Google DeepMind launches $10M initiative to study what happens when millions of AI agents interact

Google DeepMind launches $10M initiative to study what happens when millions of AI agents interact

For most of the history of AI safety research, the unit of analysis has been the single agent: Is this model truthful? Is it aligned with human values? Can it be jailbroken? But a growing number of researchers argue that the real risks will not come from individual AI agents acting alone — they will come from what happens when millions of them start interacting.

On June 11, Google DeepMind announced a new research initiative to address precisely that question. In partnership with Schmidt Sciences, the Cooperative AI Foundation, the UK government’s moonshot agency ARIA, and Google.org, DeepMind has opened a funding call of up to $10 million for research into the dynamics of multi-agent AI systems.

“New capabilities can arise unpredictably when many agents interact — much like how human institutions can do things that no individual person can,” said Rohin Shah, who directs DeepMind’s AGI safety and alignment research, in an interview with MIT Technology Review. “We don’t yet have the tools to predict, measure, or monitor what happens when large populations of agents operate together.”

The funding call identifies four priority research areas, each targeting a specific gap in the current understanding of multi-agent systems:

Sandboxes and testbeds. Realistic, reproducible environments where multi-agent dynamics can be studied before deployment. The goal is virtual marketplaces, simulated ecosystems, and multi-organization workflows where researchers can observe emergent behaviors under controlled conditions before they manifest in the real world.

The science of agent networks. How do collective capabilities emerge and scale? How do networks fail or become volatile? Can dangerous population-level properties be detected early? This is the most fundamental research area — analogous to the transition from individual psychology to sociology, but for artificial agents.

Strengthening agent infrastructure. Protocols for identity, reputation, and commitment across platforms. If agents are going to transact with each other, sign contracts, or delegate tasks, the underlying infrastructure needs to be stress-tested for vulnerabilities — particularly against adversarial agents that might exploit trust mechanisms.

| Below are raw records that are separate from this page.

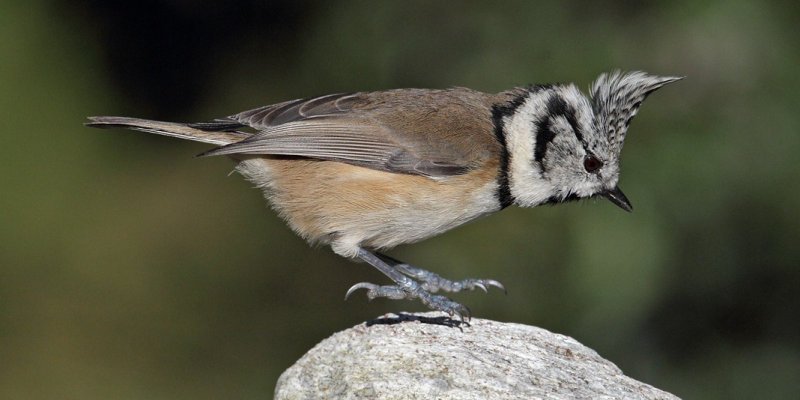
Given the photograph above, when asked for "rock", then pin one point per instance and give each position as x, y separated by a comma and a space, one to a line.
420, 356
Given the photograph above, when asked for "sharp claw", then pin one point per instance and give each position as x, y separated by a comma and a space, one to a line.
496, 284
360, 285
465, 311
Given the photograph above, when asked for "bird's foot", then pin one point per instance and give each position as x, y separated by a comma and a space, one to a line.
433, 282
414, 291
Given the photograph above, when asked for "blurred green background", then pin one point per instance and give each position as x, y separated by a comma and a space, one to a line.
130, 270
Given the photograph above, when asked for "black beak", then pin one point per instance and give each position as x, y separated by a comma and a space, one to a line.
617, 197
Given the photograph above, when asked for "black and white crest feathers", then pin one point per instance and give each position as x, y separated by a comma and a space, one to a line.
616, 98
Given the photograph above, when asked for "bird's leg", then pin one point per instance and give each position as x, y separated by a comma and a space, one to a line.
406, 288
433, 282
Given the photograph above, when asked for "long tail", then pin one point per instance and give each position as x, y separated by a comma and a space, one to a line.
218, 132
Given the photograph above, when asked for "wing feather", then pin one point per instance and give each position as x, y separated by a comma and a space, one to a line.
366, 131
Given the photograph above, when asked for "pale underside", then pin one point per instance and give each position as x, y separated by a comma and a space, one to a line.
349, 207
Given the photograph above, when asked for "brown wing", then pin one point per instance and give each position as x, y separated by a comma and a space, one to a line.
432, 133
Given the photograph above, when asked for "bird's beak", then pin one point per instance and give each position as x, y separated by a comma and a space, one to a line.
617, 197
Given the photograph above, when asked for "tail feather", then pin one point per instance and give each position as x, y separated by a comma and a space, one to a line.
219, 132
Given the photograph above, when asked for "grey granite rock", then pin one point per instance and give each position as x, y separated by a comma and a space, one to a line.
425, 356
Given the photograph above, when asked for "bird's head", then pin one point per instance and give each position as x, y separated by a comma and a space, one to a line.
563, 145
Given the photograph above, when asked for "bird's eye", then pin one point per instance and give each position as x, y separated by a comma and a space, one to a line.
591, 163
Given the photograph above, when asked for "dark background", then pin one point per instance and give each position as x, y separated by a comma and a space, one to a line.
129, 269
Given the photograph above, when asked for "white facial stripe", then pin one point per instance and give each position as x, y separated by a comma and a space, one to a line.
525, 182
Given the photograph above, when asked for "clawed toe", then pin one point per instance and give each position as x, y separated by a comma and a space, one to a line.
361, 285
492, 282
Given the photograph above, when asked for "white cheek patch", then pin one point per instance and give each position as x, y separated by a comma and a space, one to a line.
525, 182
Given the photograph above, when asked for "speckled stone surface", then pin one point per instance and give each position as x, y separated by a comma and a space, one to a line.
416, 356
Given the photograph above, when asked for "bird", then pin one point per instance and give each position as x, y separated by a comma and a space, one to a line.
364, 172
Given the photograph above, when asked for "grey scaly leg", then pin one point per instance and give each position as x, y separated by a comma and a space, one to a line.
407, 288
433, 282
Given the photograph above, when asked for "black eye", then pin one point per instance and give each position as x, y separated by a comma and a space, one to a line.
591, 163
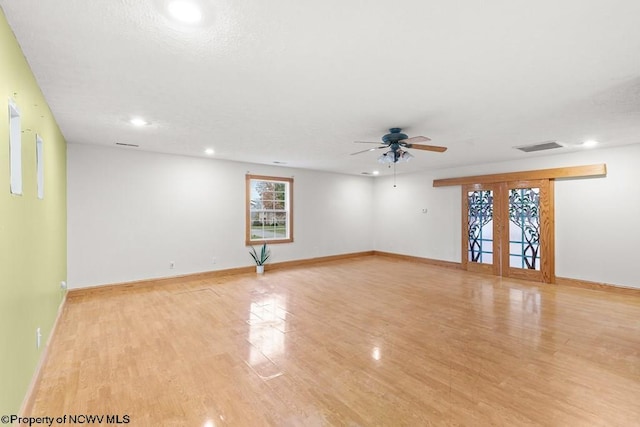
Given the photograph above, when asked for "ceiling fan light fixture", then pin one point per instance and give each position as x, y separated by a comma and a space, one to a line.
387, 157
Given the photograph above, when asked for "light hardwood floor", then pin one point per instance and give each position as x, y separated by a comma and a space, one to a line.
369, 341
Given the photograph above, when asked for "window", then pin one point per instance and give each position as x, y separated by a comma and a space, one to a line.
269, 210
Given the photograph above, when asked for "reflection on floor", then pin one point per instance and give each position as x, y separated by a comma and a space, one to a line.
369, 341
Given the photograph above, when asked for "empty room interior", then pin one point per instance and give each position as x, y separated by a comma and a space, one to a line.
320, 213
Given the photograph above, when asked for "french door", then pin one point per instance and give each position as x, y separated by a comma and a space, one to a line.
508, 229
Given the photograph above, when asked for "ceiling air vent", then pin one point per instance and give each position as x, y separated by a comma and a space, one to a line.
547, 145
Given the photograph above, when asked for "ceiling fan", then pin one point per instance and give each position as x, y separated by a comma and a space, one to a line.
397, 142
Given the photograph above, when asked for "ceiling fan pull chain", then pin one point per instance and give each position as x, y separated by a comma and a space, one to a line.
394, 175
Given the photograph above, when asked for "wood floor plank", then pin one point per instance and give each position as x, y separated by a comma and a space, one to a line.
367, 341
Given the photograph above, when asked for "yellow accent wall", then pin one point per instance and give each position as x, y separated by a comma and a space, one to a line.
33, 248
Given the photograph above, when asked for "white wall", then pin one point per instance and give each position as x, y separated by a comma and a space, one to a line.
597, 219
130, 213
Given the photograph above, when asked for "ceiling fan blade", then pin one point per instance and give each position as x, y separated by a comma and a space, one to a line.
368, 149
416, 139
427, 147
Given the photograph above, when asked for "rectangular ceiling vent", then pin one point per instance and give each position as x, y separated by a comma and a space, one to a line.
547, 145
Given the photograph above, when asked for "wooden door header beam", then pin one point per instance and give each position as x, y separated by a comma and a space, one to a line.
568, 172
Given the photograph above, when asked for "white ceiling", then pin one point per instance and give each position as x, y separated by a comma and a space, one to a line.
297, 81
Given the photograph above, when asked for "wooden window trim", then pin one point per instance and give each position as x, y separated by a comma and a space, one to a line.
248, 179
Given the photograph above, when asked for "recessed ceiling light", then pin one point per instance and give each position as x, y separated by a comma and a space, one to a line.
138, 121
590, 143
185, 11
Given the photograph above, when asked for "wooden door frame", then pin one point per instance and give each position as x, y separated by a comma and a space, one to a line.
495, 267
546, 274
500, 265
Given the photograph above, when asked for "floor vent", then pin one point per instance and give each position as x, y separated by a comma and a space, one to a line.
547, 145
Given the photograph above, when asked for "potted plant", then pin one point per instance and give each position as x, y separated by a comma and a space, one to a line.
260, 258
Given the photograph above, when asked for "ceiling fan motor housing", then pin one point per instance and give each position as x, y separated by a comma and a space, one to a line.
394, 136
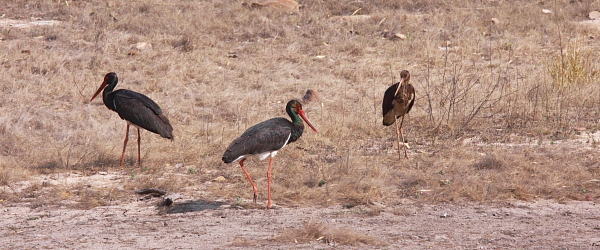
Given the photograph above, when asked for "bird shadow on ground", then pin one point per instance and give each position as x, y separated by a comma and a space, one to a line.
194, 206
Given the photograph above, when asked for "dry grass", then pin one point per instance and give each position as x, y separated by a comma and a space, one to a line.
474, 79
313, 231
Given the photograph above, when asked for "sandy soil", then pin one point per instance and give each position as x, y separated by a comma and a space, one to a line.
198, 224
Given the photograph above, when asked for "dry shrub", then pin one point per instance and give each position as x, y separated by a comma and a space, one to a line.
473, 79
314, 231
574, 67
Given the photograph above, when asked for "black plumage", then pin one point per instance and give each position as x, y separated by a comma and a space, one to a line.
398, 100
137, 109
266, 139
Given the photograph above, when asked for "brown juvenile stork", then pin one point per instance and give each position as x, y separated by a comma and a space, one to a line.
397, 101
265, 139
137, 109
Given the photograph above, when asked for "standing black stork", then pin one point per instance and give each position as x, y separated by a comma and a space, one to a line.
397, 101
265, 139
137, 109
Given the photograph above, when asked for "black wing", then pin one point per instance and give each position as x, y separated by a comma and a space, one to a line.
266, 136
388, 98
141, 111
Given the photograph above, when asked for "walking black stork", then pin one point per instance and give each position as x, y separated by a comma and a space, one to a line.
397, 101
137, 109
265, 139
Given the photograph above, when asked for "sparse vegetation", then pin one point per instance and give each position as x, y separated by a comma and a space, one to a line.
311, 231
498, 112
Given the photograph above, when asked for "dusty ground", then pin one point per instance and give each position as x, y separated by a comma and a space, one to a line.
199, 224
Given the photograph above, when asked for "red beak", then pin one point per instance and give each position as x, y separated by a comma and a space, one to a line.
99, 90
303, 115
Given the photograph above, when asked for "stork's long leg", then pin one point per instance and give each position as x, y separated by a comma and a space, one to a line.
254, 189
269, 182
398, 137
125, 145
403, 141
139, 139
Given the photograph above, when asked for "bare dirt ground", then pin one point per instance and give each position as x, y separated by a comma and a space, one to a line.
199, 224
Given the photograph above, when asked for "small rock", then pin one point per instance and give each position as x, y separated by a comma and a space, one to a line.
310, 96
143, 46
220, 178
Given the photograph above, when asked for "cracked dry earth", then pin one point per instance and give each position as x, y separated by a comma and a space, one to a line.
197, 224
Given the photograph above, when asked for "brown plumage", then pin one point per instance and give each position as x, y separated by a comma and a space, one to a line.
398, 101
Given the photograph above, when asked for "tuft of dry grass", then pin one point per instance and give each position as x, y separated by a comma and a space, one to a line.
314, 231
489, 122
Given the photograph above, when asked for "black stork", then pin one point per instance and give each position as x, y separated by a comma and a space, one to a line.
137, 109
265, 139
397, 101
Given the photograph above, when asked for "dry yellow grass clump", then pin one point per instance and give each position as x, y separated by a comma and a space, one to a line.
504, 110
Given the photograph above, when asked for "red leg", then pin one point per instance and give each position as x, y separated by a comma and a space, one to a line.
139, 139
125, 145
254, 189
398, 136
269, 183
403, 141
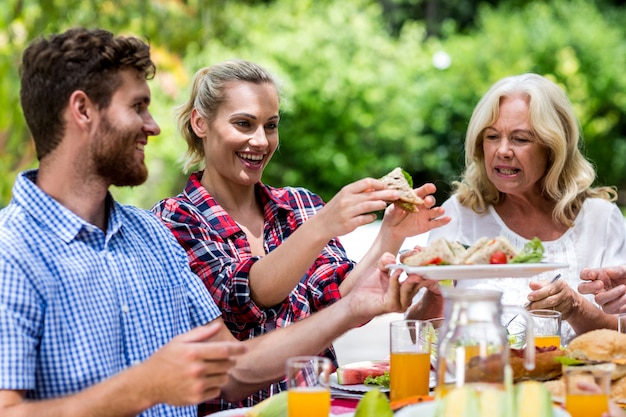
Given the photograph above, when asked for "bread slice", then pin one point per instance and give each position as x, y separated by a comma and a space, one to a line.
438, 252
482, 255
398, 179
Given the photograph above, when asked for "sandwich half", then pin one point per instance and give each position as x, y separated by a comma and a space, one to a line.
400, 180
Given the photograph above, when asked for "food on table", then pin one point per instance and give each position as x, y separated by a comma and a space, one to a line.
274, 406
381, 381
399, 179
487, 250
547, 366
484, 251
602, 345
356, 373
439, 252
373, 404
526, 399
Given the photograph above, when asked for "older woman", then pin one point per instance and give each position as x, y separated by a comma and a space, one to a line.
524, 177
269, 256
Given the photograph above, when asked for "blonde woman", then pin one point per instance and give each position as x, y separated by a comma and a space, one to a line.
525, 176
269, 256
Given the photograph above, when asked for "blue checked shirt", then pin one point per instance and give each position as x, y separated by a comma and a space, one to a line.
78, 305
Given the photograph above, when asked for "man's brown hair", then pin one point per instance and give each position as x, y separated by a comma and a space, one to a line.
78, 59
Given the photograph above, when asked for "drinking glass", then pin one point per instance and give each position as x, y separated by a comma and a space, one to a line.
308, 386
547, 327
587, 389
432, 330
410, 346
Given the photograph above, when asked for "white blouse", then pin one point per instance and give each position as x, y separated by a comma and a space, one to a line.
597, 239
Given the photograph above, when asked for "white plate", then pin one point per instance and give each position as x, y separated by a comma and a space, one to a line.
360, 388
241, 411
365, 388
441, 272
231, 413
427, 409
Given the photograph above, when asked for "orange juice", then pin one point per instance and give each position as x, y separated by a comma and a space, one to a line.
308, 402
587, 405
470, 352
547, 341
409, 374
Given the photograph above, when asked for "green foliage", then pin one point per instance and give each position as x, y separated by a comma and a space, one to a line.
359, 99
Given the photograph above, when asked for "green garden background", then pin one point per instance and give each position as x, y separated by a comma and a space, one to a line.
368, 84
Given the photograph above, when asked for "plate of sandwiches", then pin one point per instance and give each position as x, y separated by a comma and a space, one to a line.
445, 260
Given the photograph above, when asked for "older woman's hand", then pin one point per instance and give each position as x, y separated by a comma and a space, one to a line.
608, 285
556, 296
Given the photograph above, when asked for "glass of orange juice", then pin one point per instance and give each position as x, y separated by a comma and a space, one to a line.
621, 323
587, 389
410, 346
547, 327
308, 386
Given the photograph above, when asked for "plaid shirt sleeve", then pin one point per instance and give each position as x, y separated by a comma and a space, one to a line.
219, 253
215, 260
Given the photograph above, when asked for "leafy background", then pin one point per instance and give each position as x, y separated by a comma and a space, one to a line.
368, 84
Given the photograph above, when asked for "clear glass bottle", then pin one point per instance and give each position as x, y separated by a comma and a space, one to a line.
473, 346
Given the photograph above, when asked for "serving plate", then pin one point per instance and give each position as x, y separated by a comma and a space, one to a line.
427, 409
240, 412
457, 272
360, 388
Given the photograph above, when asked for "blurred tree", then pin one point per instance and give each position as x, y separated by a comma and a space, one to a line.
359, 99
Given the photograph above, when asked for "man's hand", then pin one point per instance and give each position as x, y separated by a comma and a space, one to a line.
190, 369
608, 285
556, 296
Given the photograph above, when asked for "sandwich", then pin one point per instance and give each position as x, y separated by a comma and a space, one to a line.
601, 345
400, 180
482, 251
439, 252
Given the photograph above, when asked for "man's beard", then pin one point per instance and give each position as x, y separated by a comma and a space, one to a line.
115, 159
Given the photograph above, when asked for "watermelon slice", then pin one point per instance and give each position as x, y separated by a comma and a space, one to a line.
355, 373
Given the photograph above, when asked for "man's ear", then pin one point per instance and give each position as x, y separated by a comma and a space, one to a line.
198, 123
81, 108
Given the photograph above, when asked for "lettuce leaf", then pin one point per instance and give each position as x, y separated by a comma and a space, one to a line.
381, 381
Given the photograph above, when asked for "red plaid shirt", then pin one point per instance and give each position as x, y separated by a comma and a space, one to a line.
219, 254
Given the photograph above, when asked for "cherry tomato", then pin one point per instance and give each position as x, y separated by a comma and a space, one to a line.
435, 261
498, 257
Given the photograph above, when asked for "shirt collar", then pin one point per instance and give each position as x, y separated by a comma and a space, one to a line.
273, 200
53, 215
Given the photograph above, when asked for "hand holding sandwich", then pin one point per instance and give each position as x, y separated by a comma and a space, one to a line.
608, 285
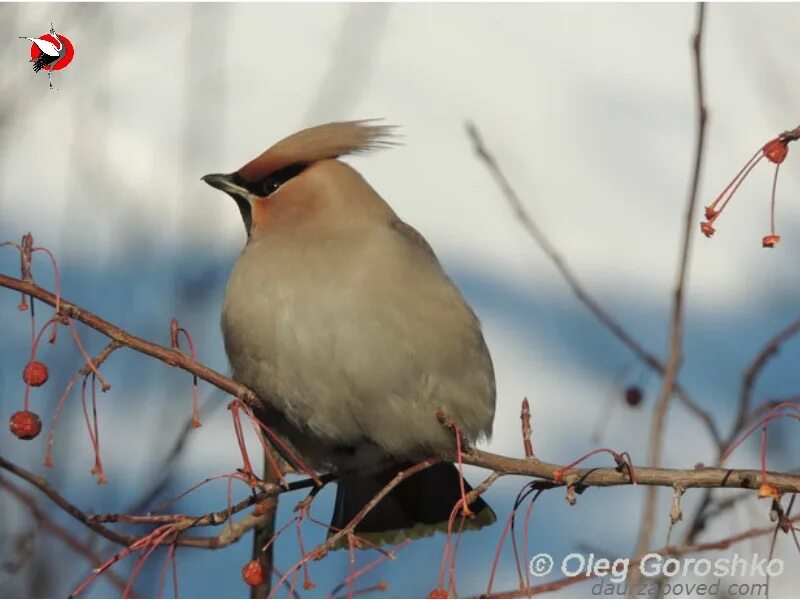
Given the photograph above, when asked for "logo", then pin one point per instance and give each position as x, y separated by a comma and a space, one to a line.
50, 52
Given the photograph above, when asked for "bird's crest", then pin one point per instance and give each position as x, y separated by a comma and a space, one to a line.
319, 143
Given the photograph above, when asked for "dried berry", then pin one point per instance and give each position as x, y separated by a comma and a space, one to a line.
253, 573
767, 490
776, 150
35, 373
25, 424
633, 395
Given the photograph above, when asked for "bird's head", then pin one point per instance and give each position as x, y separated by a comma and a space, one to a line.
299, 174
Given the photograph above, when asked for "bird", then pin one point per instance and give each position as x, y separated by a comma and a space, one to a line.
50, 53
341, 319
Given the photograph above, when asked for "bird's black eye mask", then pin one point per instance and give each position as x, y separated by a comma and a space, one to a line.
270, 184
263, 188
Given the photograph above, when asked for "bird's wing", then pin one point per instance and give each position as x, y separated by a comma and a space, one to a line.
413, 236
48, 48
42, 61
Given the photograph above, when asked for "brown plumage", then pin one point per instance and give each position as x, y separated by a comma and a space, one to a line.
339, 316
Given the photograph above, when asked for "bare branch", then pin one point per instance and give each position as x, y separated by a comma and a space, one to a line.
675, 353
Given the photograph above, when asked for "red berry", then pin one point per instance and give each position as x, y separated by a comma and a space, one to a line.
253, 573
776, 150
25, 424
633, 396
707, 229
35, 373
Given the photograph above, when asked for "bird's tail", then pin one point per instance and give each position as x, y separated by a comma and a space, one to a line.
419, 506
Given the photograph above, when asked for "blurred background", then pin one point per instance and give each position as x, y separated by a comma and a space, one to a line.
590, 111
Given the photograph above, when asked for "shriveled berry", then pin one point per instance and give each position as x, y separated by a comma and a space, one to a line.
767, 490
253, 573
776, 150
25, 424
633, 395
35, 373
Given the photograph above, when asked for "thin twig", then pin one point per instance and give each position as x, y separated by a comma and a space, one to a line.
675, 353
674, 551
594, 307
75, 544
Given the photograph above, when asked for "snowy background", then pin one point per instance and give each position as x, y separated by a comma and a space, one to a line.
590, 111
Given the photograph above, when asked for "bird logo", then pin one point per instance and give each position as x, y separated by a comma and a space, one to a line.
51, 51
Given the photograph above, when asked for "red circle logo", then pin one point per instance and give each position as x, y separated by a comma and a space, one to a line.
69, 51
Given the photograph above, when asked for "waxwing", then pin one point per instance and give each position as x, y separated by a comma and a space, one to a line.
338, 315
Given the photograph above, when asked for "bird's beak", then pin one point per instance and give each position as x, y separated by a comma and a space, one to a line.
225, 183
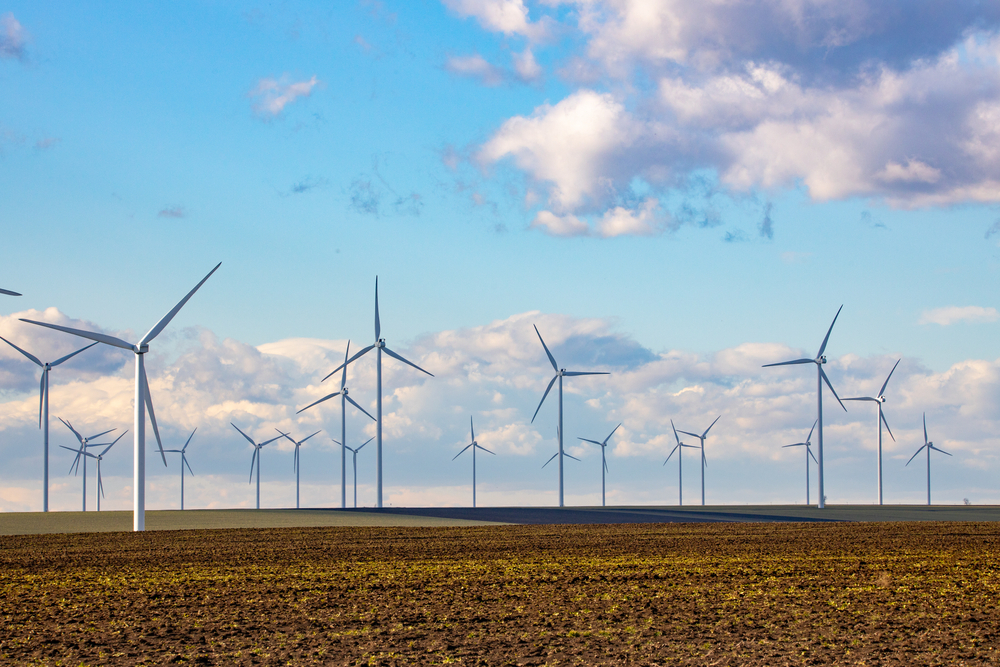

Oversight and control. Methods to monitor deployed agent populations and mitigate collective harms at scale. This includes the technical tools for real-time observation and the governance structures for intervention when things go wrong.

Why now

The timing is not arbitrary. AI agents — systems that can act autonomously on behalf of users — are being deployed at an accelerating pace. Coding agents, customer service agents, research assistants, and automation tools are already operating in shared digital environments. The combination of rapid deployment and limited understanding of inter-agent dynamics has created what Shah describes as a “visibility gap.”

“You could have millions of agents interacting in ways that produce systemic instability without anyone noticing until it’s too late,” he said.

The article’s author, Will Douglas Heaven, notes that the concerns are not purely hypothetical. DeepMind’s own recent research on “AI Agent Traps” has explored the vulnerabilities agents face in adversarial environments. Anthropic has published zero-trust deployment guidelines for agents that assume every agent is a potential attacker. Prompt injection attacks — where an agent is fed malicious instructions hidden in otherwise benign input — have already been demonstrated to turn agents into self-guiding malware.

James Fox, who leads the Science of Trustworthy AI program at Schmidt Sciences, described the current situation more bluntly: without proactive research into multi-agent dynamics, the default outcome is “absolute anarchy in the digital commons.”

What’s next

The funding call has an August 8, 2026 deadline, with awardees to be announced in autumn. Shah’s time horizon for when multi-agent risks become a practical concern is measured in months rather than years.

“Agents are coming fast,” he told MIT Technology Review. “We need to understand the dynamics of large-scale agent interactions before they’re deployed at population scale — not after.”

Source: Heaven, W.D. “Google DeepMind is worried about what happens when millions of agents start to interact.” MIT Technology Review (June 11, 2026). Partner organizations: Google DeepMind, Schmidt Sciences, Cooperative AI Foundation, ARIA, Google.org.